In 2020, a majority of California voters passed Proposition 22. Prop 22 classified gig workers as independent contractors and introduced new requirements for platforms to fund benefits, including guaranteed earnings, healthcare stipends, injury protection insurance, and discrimination and safety protections. Many polls have shown that drivers come to gig work for its flexibility, which they will lose if they are reclassified as employees. In addition, the California legislature recognized that they needed to tailor the scope of its new worker classification law to avoid the unintended consequences of capturing traditional independent contractors by creating exemptions, including for the securities and insurance industries, veterinarians, lawyers, freelance writers, accountants, licensed real estate agents, and home appraisers, among others.

Provisions in the PRO Act

The PRO Act contains five major provisions:

  1. Allows unions to override right-to-work laws and collect dues from employees who opt out to cover the cost of collective bargaining and administration fees. Currently, 27 states have right-to-work laws that allow workers in union-represented workplaces to opt out of the union. These workers are still covered under the union’s wage and benefits but do not have to pay dues.
  2. Forbids employer interference and influence in union elections. The act bans company-sponsored meetings, with mandatory attendance, and allows employees to vote in union organizing elections off the company property.
  3. Allows unions to seek arbitration and mediation to settle disputes on agreements between management and employees.
  4. Prevents an employer from using an employee’s immigration status when determining the terms and conditions of employment.
  5. Establishes monetary penalties for companies, corporate directors, and executives who violate workers’ rights.

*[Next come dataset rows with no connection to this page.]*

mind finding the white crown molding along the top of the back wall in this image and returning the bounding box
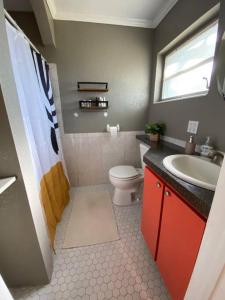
[55,12,153,28]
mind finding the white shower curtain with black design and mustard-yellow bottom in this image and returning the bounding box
[6,20,69,245]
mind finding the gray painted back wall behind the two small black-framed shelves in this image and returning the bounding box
[41,21,152,133]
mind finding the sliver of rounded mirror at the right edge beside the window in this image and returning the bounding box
[217,32,225,100]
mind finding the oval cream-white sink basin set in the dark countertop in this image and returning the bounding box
[163,154,220,191]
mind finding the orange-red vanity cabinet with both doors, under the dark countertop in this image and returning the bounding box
[141,168,205,300]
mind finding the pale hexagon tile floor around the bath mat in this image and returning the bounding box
[12,185,170,300]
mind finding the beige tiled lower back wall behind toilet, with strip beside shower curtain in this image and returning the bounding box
[50,64,142,186]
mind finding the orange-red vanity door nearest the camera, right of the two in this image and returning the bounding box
[157,187,205,300]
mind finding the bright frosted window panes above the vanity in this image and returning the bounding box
[162,21,218,101]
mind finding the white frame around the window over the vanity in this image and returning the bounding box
[159,19,219,103]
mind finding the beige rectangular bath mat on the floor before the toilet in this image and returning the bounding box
[63,191,119,248]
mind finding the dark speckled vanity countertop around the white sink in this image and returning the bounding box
[136,135,214,219]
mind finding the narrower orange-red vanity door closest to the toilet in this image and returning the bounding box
[141,168,163,258]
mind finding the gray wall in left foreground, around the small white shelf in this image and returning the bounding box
[0,88,48,286]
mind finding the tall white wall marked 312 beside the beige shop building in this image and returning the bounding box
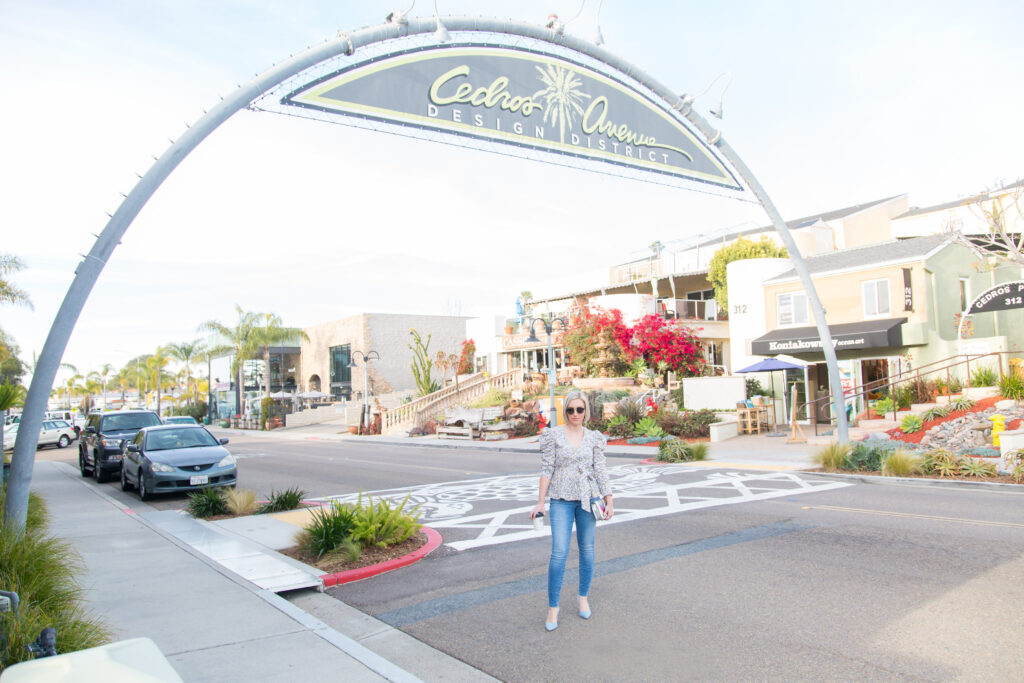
[725,258,793,372]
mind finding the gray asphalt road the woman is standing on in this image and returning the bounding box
[40,437,1024,681]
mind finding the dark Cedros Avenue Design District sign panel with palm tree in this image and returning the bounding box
[282,44,742,190]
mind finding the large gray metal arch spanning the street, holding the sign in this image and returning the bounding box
[4,16,848,530]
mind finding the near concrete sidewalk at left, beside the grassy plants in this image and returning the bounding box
[32,462,494,682]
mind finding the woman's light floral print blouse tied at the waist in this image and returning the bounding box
[538,427,611,502]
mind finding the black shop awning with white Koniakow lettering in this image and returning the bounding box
[751,317,906,355]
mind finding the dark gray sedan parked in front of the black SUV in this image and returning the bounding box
[121,425,238,501]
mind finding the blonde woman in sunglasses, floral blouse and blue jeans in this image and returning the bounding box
[529,391,614,631]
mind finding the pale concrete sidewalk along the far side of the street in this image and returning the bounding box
[209,423,821,470]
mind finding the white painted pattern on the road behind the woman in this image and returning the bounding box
[318,465,852,550]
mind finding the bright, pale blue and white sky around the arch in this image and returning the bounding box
[0,0,1024,379]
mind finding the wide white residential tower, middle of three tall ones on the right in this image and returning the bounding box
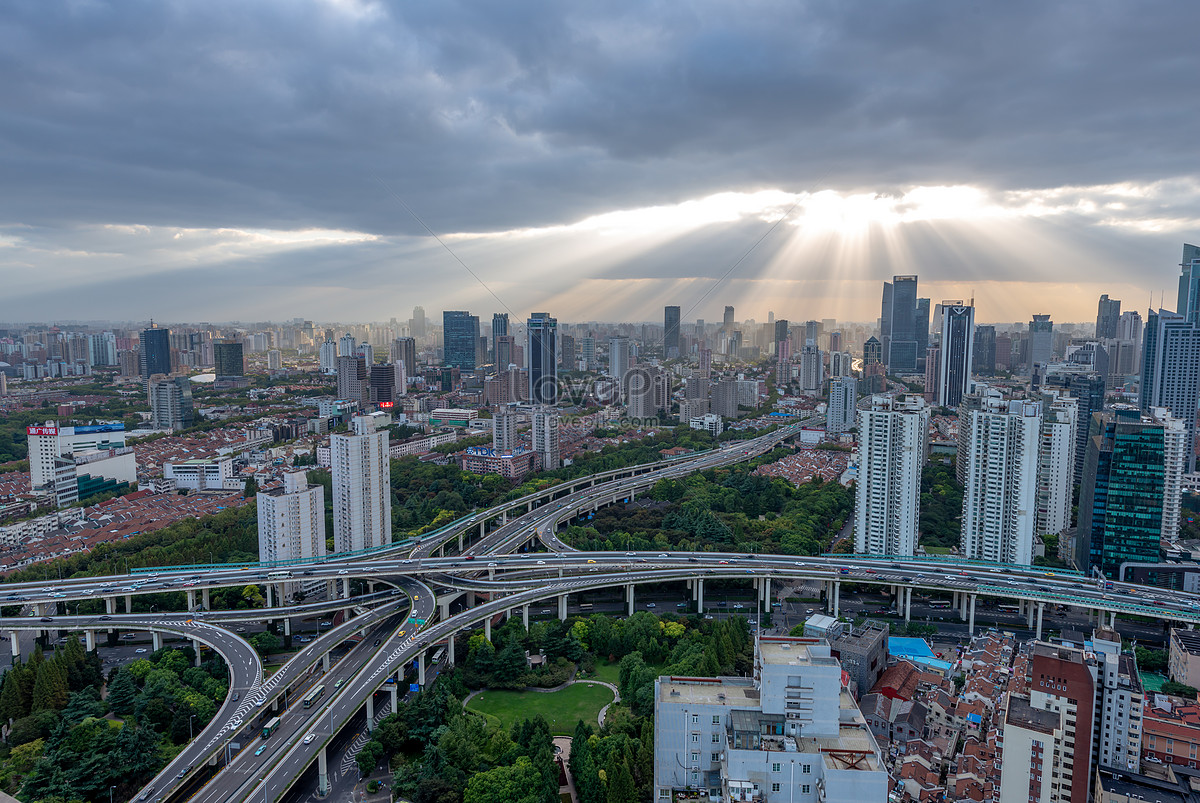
[960,397,1042,565]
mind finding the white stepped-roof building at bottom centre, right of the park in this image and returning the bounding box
[650,636,888,803]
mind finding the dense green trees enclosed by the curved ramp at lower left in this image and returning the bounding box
[0,637,228,801]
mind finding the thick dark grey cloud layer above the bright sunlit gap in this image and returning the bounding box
[0,0,1200,237]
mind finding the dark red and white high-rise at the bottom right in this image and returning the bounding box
[998,642,1096,803]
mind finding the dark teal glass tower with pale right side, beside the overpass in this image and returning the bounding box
[1075,408,1188,580]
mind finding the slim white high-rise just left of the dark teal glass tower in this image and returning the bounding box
[1037,391,1079,535]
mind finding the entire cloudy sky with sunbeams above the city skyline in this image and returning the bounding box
[0,0,1200,322]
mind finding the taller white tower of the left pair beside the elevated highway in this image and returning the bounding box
[329,413,391,552]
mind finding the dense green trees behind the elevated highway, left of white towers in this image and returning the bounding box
[564,465,853,555]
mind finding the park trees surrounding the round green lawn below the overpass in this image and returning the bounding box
[360,612,752,803]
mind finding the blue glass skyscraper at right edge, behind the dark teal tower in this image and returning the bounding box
[1139,307,1200,473]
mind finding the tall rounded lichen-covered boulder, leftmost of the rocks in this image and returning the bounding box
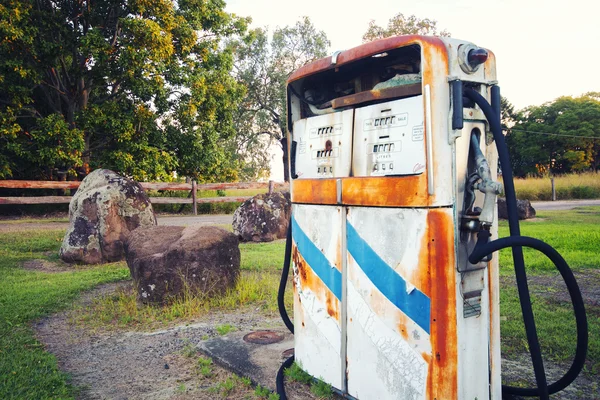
[60,169,156,264]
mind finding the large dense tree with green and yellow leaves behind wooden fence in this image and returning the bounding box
[0,0,248,180]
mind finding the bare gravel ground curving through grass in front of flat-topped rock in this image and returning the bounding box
[34,282,294,400]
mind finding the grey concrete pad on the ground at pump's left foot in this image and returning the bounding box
[198,330,294,390]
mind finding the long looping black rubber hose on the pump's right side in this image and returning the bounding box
[465,88,588,399]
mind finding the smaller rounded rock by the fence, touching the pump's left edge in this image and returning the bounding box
[233,192,291,242]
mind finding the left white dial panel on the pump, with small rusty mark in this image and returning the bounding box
[293,110,354,179]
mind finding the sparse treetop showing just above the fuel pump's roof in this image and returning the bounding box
[363,13,450,43]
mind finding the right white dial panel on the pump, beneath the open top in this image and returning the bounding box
[353,96,425,176]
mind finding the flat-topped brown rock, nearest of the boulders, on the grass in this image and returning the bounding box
[125,225,240,304]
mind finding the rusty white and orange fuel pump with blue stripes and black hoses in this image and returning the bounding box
[277,36,587,400]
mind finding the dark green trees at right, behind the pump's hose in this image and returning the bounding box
[506,93,600,176]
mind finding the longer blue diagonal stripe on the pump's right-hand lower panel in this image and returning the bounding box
[347,223,431,334]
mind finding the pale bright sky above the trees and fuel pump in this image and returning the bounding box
[226,0,600,108]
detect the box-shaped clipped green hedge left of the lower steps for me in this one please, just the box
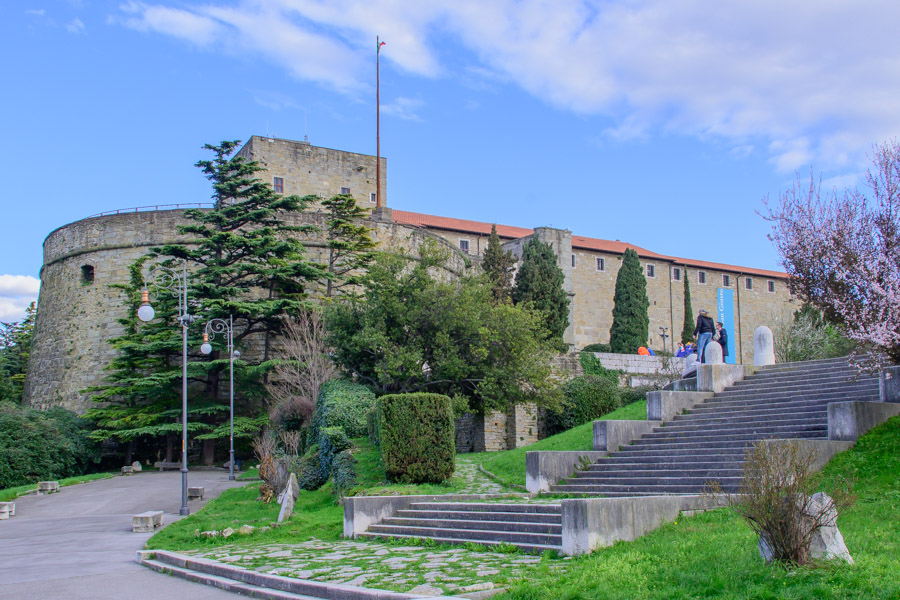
[378,393,456,483]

Richard Trumka, the President of The American Federation of Labor and Congress of Industrial Organizations (AFL-CIO), stated, “the PRO Act would protect and empower workers to exercise our freedom to organize a bargain.” While the U.S. Chamber of Commerce published a statement stating the act would “undermine worker rights, ensnare employers in unrelated labor disputes, disrupt the economy, and force individual Americans to pay union dues regardless of their wishes.”

Congress and the Future of the Pro Act

The PRO Act passed in the House of Representatives on March 9, 2021, with a 255-206 vote. But, it is unlikely to pass in the Senate due to a lack of Republican support as well as a few moderate Democrats who have not cosponsored the bill.

While the PRO Act is unlikely to become law, unionization efforts among large companies are likely to continue to spread as a majority (59%) of workers across the U.S. and across all sectors say they support increased unionization in their own workplaces.